1. Par une demande du 5 mai 2021, M. A C a sollicité de l'agence régionale de santé Hauts-de-France le bénéfice du contrat régional d'aide à l'installation. Par décision du 4 juillet 2021, l'agence régionale de santé Hauts-de-France a rejeté cette demande. Par la présente requête, M. A C demande l'annulation de cette décision.

2. D'une part, aux termes de l'article L. 1434-4 du code de la santé publique : " Le directeur général de l'agence régionale de santé détermine par arrêté, après concertation avec les représentants des professionnels de santé concernés : / 1° Les zones caractérisées par une offre de soins insuffisante ou par des difficultés dans l'accès aux soins, pour les professions de santé et pour les spécialités ou groupes de spécialités médicales pour lesquels des dispositifs d'aide sont prévus en application du 4° du I de l'article L. 162-14-1 du code de la sécurité sociale ". Aux termes de l'article L. 1435-8 du même code : " Un fonds d'intervention régional finance, sur décision des agences régionales de santé, des actions, des expérimentations et, le cas échéant, des structures concourant : / 3° A la permanence des soins et à la répartition des professionnels et des structures de santé sur le territoire ".

3. D'autre part, aux termes de article 2 de l'arrêté n° DOS-SDA-2019-610 du 23 décembre 2019 fixant la liste des communes composant les zones d'accompagnement régional et les conditions d'éligibilité aux aides régionales pour le maintien de l'activité et l'installation des médecins généralistes libéraux en Hauts-de-France pris par le directeur général de l'agence régionale de santé Hauts-de-France : " Les médecins généralistes libéraux remplissant les conditions cumulatives fixées par le contrat prévu en annexe 2 du présent arrêté, intitulé

" contrat régional d'aide à l'installation (crai) des médecins généralistes dans les zones d'action complémentaire et dans les zones d'accompagnement régional ", peuvent bénéficier à leur demande d'une aide à l'installation d'un montant forfaitaire de 50 000 euros dans le cadre du fonds d'intervention régional sous réserve de s'installer au sein de l'une des communes listées en annexe 1 du présent arrêté ou identifiée en zone d'action complémentaire (ZAC) par arrêté du 21 décembre 2018 susvisé ". Aux termes de l'article 2.1 " Engagements du médecin " de l'annexe 2 à l'arrêté précité : " Le médecin s'engage : / à s'inscrire dans une démarche d'accueil de stagiaires réalisant des stages ambulatoires de soins primaires allant de la formation à la maitrise de stage à l'accueil effectif de stagiaires ".

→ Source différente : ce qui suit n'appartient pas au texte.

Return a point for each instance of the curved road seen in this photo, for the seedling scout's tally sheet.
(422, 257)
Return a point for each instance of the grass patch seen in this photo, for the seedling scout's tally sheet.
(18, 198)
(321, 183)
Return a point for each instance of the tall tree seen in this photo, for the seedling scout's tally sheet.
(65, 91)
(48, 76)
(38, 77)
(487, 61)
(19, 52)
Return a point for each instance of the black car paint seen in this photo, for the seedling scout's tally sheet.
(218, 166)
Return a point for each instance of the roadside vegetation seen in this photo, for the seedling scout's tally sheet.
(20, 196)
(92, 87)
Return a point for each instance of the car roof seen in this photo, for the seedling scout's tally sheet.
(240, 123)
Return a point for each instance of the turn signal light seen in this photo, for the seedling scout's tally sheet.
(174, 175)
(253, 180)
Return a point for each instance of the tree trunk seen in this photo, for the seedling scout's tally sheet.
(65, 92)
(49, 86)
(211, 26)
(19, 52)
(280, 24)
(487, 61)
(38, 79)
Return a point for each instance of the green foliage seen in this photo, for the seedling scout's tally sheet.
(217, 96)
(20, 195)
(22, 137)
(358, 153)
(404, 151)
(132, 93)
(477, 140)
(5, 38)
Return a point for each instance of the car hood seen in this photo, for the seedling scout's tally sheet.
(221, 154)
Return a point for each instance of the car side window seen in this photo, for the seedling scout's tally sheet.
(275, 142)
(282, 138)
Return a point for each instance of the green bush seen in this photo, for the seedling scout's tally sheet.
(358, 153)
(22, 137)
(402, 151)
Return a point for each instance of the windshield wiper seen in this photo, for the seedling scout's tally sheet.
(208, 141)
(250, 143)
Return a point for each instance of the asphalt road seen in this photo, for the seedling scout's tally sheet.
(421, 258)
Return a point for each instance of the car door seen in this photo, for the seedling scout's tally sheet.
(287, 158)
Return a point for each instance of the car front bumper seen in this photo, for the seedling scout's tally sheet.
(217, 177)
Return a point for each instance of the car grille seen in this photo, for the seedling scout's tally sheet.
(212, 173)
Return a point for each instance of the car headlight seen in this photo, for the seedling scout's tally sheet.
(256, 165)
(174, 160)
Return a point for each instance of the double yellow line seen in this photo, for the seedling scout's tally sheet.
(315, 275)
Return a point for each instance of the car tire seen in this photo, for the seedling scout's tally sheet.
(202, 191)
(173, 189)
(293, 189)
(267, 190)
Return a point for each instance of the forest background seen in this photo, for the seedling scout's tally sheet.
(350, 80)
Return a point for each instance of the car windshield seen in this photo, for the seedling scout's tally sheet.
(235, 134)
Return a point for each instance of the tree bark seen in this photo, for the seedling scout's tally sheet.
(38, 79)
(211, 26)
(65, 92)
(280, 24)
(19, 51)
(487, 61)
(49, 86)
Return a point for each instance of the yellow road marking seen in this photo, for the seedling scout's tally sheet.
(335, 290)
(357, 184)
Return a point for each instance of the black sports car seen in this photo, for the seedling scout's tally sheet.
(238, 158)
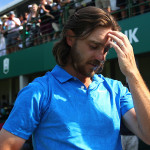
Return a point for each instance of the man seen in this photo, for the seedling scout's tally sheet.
(46, 20)
(103, 4)
(12, 25)
(71, 107)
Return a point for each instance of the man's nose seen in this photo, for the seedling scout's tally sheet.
(100, 56)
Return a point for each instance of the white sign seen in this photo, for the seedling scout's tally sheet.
(6, 65)
(131, 34)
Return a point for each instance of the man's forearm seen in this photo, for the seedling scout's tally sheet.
(141, 98)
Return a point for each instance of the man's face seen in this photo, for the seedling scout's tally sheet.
(88, 55)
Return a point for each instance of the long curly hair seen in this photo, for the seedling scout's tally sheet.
(82, 23)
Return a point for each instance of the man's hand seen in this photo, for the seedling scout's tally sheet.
(124, 51)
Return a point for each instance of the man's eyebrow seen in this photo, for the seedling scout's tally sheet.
(96, 42)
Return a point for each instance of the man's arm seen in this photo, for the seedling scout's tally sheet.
(8, 141)
(137, 119)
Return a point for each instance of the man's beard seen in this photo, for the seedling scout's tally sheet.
(80, 65)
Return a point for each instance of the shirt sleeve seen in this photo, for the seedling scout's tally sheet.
(26, 113)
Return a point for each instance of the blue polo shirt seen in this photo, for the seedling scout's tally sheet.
(61, 113)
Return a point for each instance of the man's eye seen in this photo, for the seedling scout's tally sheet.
(106, 49)
(93, 47)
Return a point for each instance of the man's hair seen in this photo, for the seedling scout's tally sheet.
(82, 23)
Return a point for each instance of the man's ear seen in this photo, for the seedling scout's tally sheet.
(70, 37)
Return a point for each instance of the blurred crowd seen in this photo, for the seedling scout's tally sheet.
(43, 22)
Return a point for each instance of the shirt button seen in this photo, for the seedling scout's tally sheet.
(82, 87)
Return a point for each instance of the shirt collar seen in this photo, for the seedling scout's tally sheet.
(62, 76)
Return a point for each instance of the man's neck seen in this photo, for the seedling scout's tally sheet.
(85, 80)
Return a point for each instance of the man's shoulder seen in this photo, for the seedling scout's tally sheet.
(44, 80)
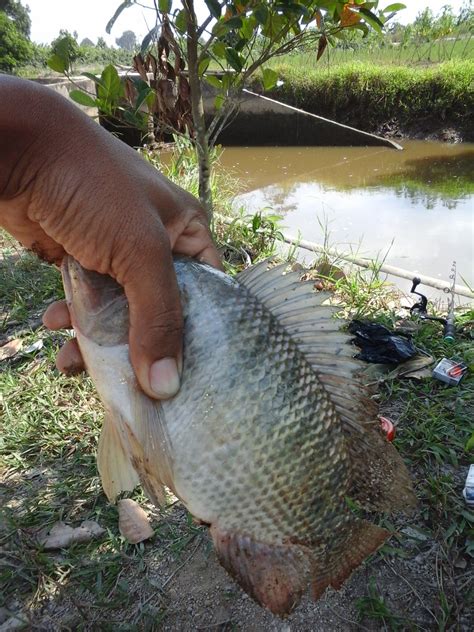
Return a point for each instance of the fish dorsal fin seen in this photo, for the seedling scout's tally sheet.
(306, 316)
(380, 480)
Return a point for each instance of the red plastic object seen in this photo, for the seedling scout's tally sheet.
(388, 427)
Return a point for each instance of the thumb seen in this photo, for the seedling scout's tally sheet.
(156, 322)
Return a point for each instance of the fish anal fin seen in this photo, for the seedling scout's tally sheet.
(275, 575)
(365, 539)
(113, 460)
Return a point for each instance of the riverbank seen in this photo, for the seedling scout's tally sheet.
(431, 102)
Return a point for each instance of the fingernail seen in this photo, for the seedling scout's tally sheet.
(164, 378)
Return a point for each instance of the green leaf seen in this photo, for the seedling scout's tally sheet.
(470, 443)
(148, 39)
(270, 78)
(58, 63)
(234, 59)
(136, 119)
(248, 27)
(397, 6)
(203, 66)
(83, 98)
(234, 23)
(371, 19)
(213, 81)
(214, 8)
(219, 101)
(93, 77)
(112, 88)
(181, 21)
(219, 49)
(164, 6)
(113, 19)
(143, 96)
(261, 14)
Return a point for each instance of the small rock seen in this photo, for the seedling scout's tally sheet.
(61, 535)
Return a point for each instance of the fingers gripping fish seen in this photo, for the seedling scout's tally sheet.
(272, 429)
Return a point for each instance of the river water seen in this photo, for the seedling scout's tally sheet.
(415, 207)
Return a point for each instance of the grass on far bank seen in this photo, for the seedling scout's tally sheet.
(48, 439)
(369, 94)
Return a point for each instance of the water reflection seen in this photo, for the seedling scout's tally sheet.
(433, 179)
(419, 200)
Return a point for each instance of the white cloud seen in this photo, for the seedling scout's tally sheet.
(89, 17)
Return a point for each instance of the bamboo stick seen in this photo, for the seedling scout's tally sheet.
(439, 284)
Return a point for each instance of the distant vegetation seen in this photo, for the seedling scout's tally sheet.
(367, 95)
(431, 38)
(19, 55)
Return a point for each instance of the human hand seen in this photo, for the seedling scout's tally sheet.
(68, 186)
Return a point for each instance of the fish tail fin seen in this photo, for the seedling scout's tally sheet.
(379, 478)
(276, 576)
(364, 538)
(113, 461)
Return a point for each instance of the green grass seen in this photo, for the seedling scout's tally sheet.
(385, 53)
(368, 94)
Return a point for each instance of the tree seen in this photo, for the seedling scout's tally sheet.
(64, 47)
(18, 14)
(15, 48)
(228, 37)
(128, 40)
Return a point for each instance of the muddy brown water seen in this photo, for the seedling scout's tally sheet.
(414, 208)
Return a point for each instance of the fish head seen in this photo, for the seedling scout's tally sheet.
(97, 304)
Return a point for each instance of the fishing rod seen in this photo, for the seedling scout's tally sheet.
(420, 306)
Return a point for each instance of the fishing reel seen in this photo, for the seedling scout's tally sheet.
(419, 308)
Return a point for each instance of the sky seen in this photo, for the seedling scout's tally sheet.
(89, 17)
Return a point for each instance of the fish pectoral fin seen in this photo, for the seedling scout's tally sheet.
(150, 447)
(113, 461)
(364, 538)
(276, 576)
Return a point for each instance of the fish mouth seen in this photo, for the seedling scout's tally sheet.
(96, 302)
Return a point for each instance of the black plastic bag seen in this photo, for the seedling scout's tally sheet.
(380, 345)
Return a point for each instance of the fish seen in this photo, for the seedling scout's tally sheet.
(272, 440)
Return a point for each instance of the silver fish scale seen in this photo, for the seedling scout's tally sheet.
(257, 444)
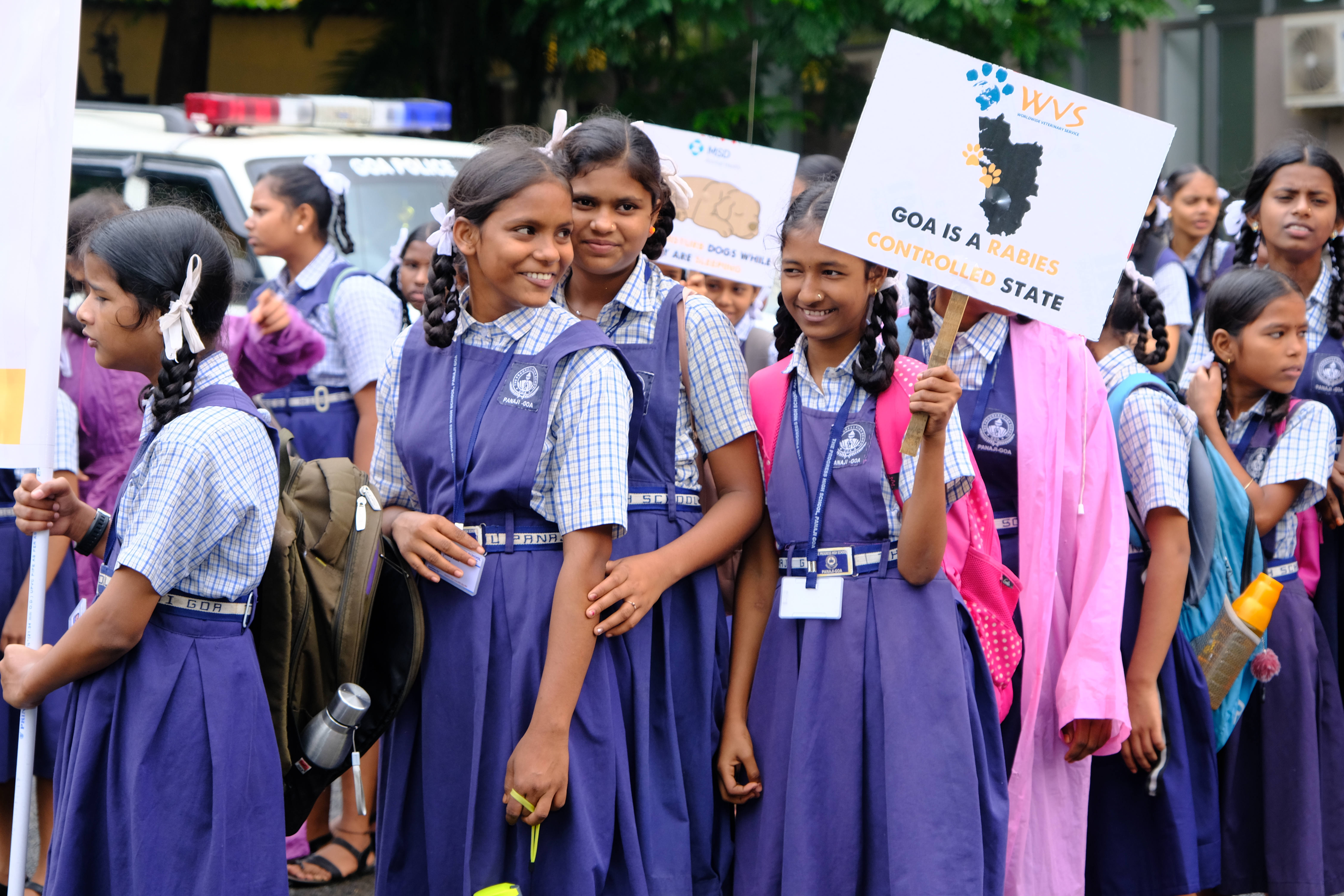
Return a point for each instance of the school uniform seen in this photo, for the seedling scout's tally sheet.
(62, 596)
(359, 320)
(877, 734)
(1164, 844)
(674, 666)
(1283, 768)
(537, 432)
(169, 776)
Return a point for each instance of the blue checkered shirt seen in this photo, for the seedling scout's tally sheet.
(975, 350)
(359, 324)
(720, 401)
(1201, 355)
(837, 382)
(199, 510)
(581, 478)
(1155, 434)
(1304, 452)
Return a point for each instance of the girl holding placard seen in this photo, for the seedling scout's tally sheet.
(846, 687)
(1050, 465)
(669, 632)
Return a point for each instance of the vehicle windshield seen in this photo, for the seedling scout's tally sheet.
(386, 194)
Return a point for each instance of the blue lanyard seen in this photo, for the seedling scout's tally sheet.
(460, 476)
(824, 484)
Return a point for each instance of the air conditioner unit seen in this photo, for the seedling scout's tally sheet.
(1314, 60)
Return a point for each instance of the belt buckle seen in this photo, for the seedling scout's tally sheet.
(835, 561)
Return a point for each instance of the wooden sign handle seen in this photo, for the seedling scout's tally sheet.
(941, 351)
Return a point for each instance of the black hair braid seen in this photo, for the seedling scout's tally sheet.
(787, 331)
(921, 310)
(441, 303)
(343, 242)
(662, 230)
(1335, 308)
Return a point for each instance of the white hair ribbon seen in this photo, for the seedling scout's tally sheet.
(443, 238)
(1234, 217)
(334, 180)
(177, 322)
(394, 256)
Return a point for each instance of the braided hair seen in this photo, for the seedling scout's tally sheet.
(1135, 304)
(1248, 241)
(1236, 302)
(148, 252)
(609, 139)
(484, 182)
(302, 186)
(878, 347)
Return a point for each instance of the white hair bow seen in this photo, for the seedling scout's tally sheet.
(558, 134)
(177, 322)
(334, 180)
(443, 238)
(394, 256)
(1234, 217)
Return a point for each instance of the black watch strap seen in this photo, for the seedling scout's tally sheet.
(93, 537)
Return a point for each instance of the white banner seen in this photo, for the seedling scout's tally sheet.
(995, 185)
(40, 53)
(741, 195)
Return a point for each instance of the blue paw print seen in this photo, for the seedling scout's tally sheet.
(991, 82)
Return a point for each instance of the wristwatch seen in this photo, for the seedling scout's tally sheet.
(93, 537)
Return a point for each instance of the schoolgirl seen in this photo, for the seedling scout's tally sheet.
(1139, 843)
(1294, 218)
(827, 741)
(517, 700)
(62, 597)
(670, 631)
(1283, 768)
(331, 409)
(169, 777)
(1050, 467)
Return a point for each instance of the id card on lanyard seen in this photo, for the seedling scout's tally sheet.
(812, 597)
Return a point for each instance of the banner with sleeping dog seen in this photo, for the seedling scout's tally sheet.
(741, 195)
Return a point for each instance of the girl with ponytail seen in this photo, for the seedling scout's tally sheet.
(296, 210)
(1031, 393)
(1166, 843)
(1283, 768)
(167, 738)
(667, 616)
(815, 698)
(503, 436)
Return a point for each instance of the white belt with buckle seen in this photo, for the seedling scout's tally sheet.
(319, 401)
(662, 498)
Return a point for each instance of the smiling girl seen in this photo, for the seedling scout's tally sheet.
(861, 739)
(1283, 768)
(669, 631)
(503, 428)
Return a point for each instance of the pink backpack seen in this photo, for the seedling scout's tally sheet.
(974, 561)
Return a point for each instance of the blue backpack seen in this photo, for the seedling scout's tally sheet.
(1225, 553)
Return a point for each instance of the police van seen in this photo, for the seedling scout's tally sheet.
(213, 151)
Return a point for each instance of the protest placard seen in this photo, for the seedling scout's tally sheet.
(741, 195)
(998, 186)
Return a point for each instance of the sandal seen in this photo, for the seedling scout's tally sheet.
(327, 866)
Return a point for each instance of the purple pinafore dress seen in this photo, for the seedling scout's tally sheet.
(62, 597)
(322, 428)
(1281, 772)
(877, 734)
(441, 827)
(169, 776)
(673, 667)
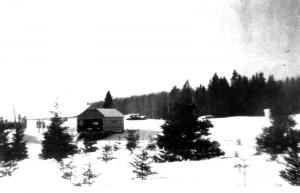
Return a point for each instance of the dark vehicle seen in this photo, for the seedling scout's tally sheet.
(136, 117)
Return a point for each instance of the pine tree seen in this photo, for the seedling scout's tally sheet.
(141, 165)
(292, 171)
(7, 168)
(184, 137)
(281, 135)
(107, 153)
(108, 101)
(4, 143)
(89, 175)
(132, 140)
(67, 168)
(57, 143)
(89, 144)
(19, 149)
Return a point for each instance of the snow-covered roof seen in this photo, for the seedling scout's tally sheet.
(110, 113)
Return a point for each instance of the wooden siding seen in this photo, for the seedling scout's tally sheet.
(113, 124)
(90, 114)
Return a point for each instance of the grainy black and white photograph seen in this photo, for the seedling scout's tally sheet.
(150, 96)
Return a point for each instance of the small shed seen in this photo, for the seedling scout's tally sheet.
(100, 121)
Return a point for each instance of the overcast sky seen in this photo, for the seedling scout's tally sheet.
(77, 50)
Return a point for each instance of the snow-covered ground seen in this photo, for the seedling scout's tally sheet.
(235, 134)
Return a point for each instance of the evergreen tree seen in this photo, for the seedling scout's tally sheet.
(4, 143)
(183, 135)
(292, 171)
(89, 175)
(57, 143)
(141, 165)
(218, 96)
(107, 153)
(67, 168)
(89, 144)
(132, 140)
(281, 135)
(201, 100)
(19, 149)
(7, 168)
(108, 101)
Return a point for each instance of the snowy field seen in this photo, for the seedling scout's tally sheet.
(219, 175)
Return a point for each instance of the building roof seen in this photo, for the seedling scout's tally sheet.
(110, 113)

4. Il ressort des pièces du dossier que pour refuser à M. A C le bénéfice du contrat régional d'aide à l'installation (CRAI) sollicité, l'agence régionale de santé Hauts-de-France a relevé que l'installation en structure de soins non programmés de l'intéressé ne lui permettrait pas de devenir maître de stage universitaire. M. A C ne conteste pas qu'il ne pourrait accueillir des stagiaires réalisant des stages ambulatoires de soins primaires allant de la formation à la maîtrise de stage à l'accueil effectif des stagiaires du fait des spécificités de la structure à laquelle il participe. Il s'ensuit qu'en ne pouvant honorer cet engagement,

M. A C ne remplissait pas la condition des textes précités. Le requérant ne peut utilement soutenir d'une part que les conditions d'octroi du contrat d'aide à l'installation des médecins (CAIM) qui est un dispositif différent ne prévoit pas cette condition et d'autre part que des confrères ont pu bénéficier de cet autre dispositif sans être maître de stage universitaire. Par suite, l'agence régionale de santé Hauts-de-France était fondée à lui refuser l'aide sollicité.

D É C I D E :

Article 1 er : La requête de M. A C est rejetée.

Article 2 : Le présent jugement sera notifié à M. B A C et à l'agence régionale de santé Hauts-de-France.

Délibéré après l'audience du 2 mars 2023, à laquelle siégeaient :

M. Boutou, président,

Mme Pierre, première conseillère,

M. Menet, premier conseiller.

Rendu public par mise à disposition le 16 mars 2023.

Le rapporteur,

Signé

M. Menet

Le président,

Signé

B. Boutou La greffière,

Signé

A. Ribière

La République mande et ordonne au ministre de la santé et de la prévention en ce qui le concerne ou à tous commissaires de justice à ce requis en ce qui concerne les voies de droit commun contre les parties privées, de pourvoir à l'exécution de la présente décision.